How do I properly snapshot an EBS volume with a RabbitMQ instance running?

I'm using RabbitMQ on an EC2 instance and I have the Mnesia tables on an EBS volume, so when I snapshot it and try to launch another instance with the same data, it appears that the table is in use by another RabbitMQ instance.

Is the only way to get around this to shut RabbitMQ down for the flush/snapshot and then start it back up once it's done?

Is there a way to clean up the files so that they don't appear locked or are forcefully unlocked?

It's not a common problem I'll be facing, just curious if there's a better solution.

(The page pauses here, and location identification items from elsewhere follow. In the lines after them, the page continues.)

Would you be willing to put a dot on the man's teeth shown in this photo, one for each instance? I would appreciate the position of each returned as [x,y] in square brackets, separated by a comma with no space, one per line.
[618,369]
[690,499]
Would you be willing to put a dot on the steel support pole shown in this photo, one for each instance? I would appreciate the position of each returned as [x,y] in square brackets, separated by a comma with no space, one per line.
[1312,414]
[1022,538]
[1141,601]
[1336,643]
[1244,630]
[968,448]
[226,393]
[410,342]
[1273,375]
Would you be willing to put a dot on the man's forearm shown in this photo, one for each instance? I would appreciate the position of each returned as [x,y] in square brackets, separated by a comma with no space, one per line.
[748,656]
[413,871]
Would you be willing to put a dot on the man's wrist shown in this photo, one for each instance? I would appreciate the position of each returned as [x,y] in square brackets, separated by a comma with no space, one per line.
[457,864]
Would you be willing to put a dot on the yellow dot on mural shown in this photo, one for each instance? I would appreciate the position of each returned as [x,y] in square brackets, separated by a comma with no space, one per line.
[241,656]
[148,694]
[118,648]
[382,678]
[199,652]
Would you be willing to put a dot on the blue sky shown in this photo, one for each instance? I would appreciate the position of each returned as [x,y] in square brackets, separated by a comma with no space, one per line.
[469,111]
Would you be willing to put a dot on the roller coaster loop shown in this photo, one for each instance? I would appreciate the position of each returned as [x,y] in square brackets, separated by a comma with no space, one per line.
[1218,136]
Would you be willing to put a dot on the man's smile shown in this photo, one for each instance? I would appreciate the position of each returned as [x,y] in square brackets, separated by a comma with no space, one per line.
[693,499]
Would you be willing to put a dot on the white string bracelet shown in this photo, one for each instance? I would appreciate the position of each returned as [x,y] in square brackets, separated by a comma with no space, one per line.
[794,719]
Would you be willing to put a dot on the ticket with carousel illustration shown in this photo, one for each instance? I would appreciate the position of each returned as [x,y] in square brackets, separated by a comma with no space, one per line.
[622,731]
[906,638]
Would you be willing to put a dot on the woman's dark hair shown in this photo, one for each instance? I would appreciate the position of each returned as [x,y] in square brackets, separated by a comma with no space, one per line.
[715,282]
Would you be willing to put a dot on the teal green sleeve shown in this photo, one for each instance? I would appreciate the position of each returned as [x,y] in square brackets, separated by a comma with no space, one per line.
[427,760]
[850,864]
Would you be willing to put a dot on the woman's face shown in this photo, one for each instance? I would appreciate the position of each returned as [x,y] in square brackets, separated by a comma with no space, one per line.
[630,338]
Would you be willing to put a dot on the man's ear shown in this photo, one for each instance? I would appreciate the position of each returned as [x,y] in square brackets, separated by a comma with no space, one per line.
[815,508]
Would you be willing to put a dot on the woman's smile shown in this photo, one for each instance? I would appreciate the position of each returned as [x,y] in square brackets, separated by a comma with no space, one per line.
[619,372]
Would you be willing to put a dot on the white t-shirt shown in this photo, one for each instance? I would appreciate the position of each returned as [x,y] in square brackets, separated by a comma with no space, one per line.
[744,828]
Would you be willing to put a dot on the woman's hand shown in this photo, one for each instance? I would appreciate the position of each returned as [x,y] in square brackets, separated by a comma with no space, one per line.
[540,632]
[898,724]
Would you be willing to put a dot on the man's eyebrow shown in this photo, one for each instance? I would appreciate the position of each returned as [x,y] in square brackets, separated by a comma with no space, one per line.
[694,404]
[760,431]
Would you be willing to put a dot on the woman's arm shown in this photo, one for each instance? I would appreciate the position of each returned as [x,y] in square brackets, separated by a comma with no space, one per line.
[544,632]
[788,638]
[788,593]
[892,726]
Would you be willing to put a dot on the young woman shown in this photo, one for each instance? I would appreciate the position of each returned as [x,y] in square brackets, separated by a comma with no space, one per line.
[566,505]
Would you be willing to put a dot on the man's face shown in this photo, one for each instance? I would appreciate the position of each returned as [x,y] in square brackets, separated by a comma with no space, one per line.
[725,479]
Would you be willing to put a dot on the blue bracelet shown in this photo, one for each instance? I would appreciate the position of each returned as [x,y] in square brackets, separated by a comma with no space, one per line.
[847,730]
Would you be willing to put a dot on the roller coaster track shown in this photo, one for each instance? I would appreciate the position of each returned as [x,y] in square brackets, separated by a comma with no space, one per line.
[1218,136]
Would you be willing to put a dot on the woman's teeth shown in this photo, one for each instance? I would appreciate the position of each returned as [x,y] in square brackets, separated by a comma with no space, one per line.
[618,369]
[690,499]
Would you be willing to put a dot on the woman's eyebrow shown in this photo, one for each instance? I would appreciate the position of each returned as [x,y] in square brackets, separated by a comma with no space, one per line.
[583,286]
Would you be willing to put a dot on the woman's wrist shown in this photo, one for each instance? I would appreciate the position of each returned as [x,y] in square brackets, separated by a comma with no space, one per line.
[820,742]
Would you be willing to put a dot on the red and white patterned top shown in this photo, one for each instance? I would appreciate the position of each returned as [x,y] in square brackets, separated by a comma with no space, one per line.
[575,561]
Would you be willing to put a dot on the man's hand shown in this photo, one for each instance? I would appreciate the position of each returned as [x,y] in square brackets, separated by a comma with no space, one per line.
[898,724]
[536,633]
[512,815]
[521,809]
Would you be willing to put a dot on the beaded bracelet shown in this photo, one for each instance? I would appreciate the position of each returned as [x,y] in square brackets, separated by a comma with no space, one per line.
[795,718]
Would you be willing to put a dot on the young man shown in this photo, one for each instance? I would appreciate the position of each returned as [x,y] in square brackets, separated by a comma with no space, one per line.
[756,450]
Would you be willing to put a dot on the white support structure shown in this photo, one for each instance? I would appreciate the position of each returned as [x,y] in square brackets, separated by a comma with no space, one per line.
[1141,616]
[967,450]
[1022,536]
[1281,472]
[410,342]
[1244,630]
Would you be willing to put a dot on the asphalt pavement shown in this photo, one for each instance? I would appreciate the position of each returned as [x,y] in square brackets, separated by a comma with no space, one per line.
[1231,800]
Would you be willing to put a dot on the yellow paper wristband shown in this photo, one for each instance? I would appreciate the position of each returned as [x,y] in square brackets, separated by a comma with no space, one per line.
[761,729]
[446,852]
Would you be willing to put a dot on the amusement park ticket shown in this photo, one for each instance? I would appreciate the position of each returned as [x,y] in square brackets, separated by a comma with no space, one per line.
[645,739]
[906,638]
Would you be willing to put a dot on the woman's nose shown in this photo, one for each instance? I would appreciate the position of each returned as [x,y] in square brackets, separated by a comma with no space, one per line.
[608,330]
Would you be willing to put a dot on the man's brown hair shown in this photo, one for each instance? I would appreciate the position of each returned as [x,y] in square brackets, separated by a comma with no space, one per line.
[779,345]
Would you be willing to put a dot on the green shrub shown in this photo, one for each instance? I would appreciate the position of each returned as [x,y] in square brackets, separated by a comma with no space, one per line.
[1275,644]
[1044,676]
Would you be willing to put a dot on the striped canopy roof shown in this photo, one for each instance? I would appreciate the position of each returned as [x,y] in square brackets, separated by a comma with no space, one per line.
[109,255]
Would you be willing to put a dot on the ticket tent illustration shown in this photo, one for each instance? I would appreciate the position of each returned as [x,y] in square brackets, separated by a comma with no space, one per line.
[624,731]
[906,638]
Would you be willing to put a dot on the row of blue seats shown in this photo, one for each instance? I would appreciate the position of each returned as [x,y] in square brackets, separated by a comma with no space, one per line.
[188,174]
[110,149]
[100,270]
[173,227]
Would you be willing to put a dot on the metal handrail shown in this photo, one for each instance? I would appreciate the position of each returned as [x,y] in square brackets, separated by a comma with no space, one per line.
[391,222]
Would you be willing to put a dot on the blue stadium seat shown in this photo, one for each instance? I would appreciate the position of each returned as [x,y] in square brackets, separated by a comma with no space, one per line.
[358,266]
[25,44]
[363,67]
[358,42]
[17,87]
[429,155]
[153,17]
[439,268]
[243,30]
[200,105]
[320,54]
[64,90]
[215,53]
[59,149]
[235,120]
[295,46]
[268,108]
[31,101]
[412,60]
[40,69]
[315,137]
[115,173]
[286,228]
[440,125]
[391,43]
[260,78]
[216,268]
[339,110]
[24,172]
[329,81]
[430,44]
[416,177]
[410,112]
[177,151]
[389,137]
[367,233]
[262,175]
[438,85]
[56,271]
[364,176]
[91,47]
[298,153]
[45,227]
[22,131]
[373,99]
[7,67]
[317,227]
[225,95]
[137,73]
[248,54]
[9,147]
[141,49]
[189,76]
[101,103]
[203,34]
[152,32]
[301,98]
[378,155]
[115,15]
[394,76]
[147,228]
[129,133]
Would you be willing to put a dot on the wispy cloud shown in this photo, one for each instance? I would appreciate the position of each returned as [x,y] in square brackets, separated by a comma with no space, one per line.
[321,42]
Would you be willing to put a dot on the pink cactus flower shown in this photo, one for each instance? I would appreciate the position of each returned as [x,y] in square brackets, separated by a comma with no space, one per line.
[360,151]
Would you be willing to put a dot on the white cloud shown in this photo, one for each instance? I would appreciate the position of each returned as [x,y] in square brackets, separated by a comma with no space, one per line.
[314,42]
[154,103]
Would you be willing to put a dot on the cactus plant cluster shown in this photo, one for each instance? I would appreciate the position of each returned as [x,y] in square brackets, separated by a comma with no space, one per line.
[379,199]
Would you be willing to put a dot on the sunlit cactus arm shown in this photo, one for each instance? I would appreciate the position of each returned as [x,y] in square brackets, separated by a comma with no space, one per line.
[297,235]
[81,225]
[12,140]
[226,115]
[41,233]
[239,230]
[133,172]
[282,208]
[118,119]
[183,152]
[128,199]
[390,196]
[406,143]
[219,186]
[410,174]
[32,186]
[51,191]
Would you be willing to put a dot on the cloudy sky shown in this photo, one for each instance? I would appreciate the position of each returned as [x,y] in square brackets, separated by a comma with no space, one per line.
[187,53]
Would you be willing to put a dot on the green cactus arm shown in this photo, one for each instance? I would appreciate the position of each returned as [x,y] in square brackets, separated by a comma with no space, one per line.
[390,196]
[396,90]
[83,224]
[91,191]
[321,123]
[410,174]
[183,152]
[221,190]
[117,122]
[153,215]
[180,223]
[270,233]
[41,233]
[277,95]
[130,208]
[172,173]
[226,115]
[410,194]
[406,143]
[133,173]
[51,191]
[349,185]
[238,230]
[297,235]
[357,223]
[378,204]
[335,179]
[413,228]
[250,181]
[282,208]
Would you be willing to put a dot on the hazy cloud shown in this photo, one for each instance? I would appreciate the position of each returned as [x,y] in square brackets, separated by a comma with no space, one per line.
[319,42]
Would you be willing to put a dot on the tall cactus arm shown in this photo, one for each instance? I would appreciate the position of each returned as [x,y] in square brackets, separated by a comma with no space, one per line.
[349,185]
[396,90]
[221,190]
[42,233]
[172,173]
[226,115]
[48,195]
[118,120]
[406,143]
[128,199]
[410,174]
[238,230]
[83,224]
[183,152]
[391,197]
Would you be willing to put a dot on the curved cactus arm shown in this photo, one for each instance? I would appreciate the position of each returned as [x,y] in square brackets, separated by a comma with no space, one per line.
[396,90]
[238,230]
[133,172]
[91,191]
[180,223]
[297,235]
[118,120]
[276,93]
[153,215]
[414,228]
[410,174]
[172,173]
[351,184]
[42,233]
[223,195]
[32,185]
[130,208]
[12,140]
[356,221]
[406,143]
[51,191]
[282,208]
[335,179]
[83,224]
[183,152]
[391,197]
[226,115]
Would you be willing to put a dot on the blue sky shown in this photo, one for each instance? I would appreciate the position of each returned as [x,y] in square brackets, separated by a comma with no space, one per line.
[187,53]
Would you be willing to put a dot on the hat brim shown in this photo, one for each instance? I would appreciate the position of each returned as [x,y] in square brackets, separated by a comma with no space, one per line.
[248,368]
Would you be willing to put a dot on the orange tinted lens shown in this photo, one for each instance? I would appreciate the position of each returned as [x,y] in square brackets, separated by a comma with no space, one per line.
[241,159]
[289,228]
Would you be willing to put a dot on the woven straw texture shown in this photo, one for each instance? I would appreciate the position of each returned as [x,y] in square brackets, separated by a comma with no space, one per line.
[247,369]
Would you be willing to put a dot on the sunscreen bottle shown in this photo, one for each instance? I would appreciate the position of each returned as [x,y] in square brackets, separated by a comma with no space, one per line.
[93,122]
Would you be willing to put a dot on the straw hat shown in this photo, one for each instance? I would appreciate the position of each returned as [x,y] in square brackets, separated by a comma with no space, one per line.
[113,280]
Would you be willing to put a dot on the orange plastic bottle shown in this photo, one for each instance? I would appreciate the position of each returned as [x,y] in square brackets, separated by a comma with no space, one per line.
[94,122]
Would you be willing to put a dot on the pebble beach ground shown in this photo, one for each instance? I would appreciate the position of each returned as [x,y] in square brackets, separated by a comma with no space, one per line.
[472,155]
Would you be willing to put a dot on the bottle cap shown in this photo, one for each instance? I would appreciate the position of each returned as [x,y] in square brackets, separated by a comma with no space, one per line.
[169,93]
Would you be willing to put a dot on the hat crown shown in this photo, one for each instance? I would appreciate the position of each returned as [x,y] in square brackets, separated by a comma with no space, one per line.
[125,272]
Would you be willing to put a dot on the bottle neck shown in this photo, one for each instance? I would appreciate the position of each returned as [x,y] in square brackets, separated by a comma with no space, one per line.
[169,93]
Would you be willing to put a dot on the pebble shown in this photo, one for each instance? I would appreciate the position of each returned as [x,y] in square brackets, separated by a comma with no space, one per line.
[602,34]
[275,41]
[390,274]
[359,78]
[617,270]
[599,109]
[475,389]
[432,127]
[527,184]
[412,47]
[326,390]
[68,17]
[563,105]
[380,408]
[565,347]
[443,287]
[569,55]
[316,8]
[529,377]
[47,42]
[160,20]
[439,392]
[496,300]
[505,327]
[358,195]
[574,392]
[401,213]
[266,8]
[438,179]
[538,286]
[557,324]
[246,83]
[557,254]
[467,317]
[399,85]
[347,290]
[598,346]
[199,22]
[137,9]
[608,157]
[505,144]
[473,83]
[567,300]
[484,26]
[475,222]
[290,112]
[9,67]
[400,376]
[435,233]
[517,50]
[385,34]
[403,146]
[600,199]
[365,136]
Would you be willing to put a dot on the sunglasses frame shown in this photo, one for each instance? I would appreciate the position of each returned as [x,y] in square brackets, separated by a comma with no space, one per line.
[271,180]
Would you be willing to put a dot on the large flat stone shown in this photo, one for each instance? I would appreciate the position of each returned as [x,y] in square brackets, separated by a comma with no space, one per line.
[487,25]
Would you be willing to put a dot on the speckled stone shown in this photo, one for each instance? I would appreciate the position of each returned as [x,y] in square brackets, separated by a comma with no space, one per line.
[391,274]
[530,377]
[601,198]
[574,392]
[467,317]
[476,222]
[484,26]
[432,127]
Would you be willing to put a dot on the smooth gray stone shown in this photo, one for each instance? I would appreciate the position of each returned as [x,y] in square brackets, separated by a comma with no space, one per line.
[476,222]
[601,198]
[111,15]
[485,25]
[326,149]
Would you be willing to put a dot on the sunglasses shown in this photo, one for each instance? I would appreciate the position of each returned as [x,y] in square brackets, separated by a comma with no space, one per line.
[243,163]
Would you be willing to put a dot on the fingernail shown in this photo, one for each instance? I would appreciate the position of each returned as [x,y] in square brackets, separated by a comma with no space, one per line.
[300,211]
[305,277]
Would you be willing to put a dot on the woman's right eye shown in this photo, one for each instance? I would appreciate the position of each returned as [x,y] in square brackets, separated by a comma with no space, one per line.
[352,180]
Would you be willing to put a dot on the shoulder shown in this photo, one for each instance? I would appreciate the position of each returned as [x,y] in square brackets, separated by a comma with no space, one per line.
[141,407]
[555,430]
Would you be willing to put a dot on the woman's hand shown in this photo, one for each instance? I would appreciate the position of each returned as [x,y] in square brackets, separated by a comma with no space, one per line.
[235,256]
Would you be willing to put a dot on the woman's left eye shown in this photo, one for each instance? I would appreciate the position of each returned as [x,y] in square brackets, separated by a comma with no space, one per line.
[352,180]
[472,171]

To clarify, the error I see is: timeout_waiting_for_tables.

Solution

You first have the filesystem to be concerned with. Not sure if you're using LVM, ext3, xfs or what, but if you're on LVM, you might want to checkout the dmsetup man page; specifically dmsetup suspend / resume

You will end up with something like:

dmsetup suspend <dev> 
ec2-create-snapshot <vol> 
dmsetup resume <dev>

Once you've got the filesystem sync'ing / suspending, there's rabbitmq to worry about. Rabbitmq developer Matthias Radestock states in an email thread:

But for the persistant messages I am not so sure. How is the rabbit_persister.LOG managed? Can I just take a backup copy of it whenever, or may I only take one of the rabbit_persister.LOG.previous?

I'd back up both files. It should be possible to restore the rabbit_persister.LOG from a backup even when that backup was taken in the middle of an append - I haven't tested that though. The .previous log is needed in case the backup takes place while the log is being rolled.

Where would I look to find out how often it is rolled?

The logic for deciding when to roll the log is rather complex.

Can I trigger a manual roll?

rabbit__persister:force_snapshot() in the Erlang shell does the trick.

Checkout the force-snapshot target in the Rabbitmq Makefile.